Most of these studies have been performed using two recombinant inbred line (RIL) populations, namely Ler/Col and Ler/Cvi populations. We recently described a new RIL population that is derived from the cross between Bay-0 and Shahdara ecotypes (LOUDET et al. 2002 ; the Bay-0 x Shahdara tool is described on the web site http://www.inra.fr/qtlat). This cross between a Central-Asian accession and a European accession should maximize interesting variation reflecting the genetic distance between them (LORIDON et al. 1998 ; BREYNE et al. 1999 ; SHARBEL et al. 2000 ) and ecological contrast between their habitats (KHURMATOV 1982 ). Moreover, this population has high power for QTL mapping, due to the large population size (LOUDET et al. 2002 ).
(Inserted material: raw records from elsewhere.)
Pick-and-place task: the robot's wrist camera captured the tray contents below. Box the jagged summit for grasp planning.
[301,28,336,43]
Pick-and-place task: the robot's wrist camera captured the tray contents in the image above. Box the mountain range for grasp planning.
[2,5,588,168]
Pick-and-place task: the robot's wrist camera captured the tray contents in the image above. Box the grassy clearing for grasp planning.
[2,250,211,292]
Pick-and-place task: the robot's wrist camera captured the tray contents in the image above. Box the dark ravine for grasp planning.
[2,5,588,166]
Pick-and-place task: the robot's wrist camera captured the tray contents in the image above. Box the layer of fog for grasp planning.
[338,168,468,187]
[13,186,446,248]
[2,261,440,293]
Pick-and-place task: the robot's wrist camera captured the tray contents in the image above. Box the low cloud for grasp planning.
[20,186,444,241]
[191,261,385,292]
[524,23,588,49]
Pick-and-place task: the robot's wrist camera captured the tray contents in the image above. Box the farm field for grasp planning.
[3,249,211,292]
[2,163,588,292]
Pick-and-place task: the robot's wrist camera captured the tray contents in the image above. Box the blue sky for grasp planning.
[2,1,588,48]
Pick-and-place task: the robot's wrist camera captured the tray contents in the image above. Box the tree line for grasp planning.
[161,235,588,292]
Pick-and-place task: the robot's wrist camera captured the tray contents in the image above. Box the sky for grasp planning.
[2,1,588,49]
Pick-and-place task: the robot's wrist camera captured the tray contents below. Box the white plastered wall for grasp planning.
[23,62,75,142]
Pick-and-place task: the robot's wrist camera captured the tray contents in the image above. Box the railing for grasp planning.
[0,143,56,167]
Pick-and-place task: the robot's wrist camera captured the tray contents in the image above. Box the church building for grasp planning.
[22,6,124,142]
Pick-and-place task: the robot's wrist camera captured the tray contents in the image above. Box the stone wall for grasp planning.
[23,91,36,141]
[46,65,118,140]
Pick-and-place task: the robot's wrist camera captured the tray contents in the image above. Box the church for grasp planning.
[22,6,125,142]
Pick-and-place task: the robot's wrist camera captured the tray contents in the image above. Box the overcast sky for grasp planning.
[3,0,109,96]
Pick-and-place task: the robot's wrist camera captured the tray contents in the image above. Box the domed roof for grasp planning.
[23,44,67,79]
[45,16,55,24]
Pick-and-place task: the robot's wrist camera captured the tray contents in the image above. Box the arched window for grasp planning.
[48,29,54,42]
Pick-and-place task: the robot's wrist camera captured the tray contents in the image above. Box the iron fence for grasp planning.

In this article, we describe the genetic analysis of water and anion content variation in the Bay-0 x Shahdara population in response to nitrate availability. The traits were measured at a vegetative stage in two contrasting N conditions, one leading to the complete depletion of the nitrate pool in plants. We identify and discuss several loci explaining the variation of water, nitrate, chloride, and phosphate contents. This represents, to our knowledge, the first QTL analysis of these traits and their dependence on the N status of the plant.

	MATERIALS AND METHODS

TOP ABSTRACT MATERIALS AND METHODS RESULTS DISCUSSION LITERATURE CITED

Plant material:
The material used in this study has been developed in our laboratory and deposited in public Arabidopsis stock centers; the Bay-0 x Shahdara RIL population has been fully described in a recent publication (LOUDET et al. 2002 ) and on http://www.inra.fr/qtlat. F₇ seeds obtained from the last generation of single seed descent for 415 lines were used. These seeds were harvested from plants grown at the same time for all lines, thus minimizing the maternal environment effect.

Phenotyping display:
The production of homogeneous vegetative plant material for the 415 lines was performed in controlled conditions (growth chamber). Two N environments were compared at the same time and in the same growth chamber in each experiment (cultivation repetition) using the whole set of RIL. The experimental unit was a small pot (L = 60 mm, l = 65 mm, h = 60 mm) containing six plants positioned on a circle. With only one repetition per RIL (one pot, i.e., six plants) and 17 connecting controls (Bay-0 and Shahdara repetitions), the whole population studied in one N environment represented 432 experimental units, organized in 18 blocks of 24 pots. The RIL were completely and independently randomized in each cultivation repetition (performed successively in the same growth chamber). The blocks were rotated every other day, following a scheme that allowed each block to move all around the growth chamber. Two N environments were compared in this study: the first one (N+) did not limit plant growth at any stage during our experiment and the second one (N-) strongly limited growth (for details, see the watering solutions described below). The data from three cultivation repetitions of N+ environment and two repetitions of N- environment have been collected and analyzed in detail.

Growth conditions:
Pots were carefully filled with a homogeneous nonenriched compost composed of blond and brown peats (1/1) sifted at 2–3 mm (Basis substrat II, Stender GmbH, Schermbeck, Germany). The pH of this compost was stabilized between 5.5 and 5.9 and it contained only very small amounts of nitrate (<0.5 mM in the soil solution). Every other day the pots were watered (by immersion of the base of the pots) in a solution containing either 10 mM (N+) or 3 mM (N-) nitrate. Phosphate and sulfate were present in both solutions at the same concentration (0.25 mM), as well as magnesium (0.25 mM) and sodium ions (0.20 mM). The difference between N+ and N- solutions concerned only potassium (5.25 mM and 2.75 mM, respectively, in N+ and N- solutions), calcium (2.50 mM and 0.50 mM, respectively), and chloride ions (0.20 mM and 0.70 mM, respectively), but all these concentrations were supraoptimal for plant growth. N+ and N- solutions contained desirable amounts of Fe and other micronutrients. The pH of the watering solutions remained between 5.1 and 5.5.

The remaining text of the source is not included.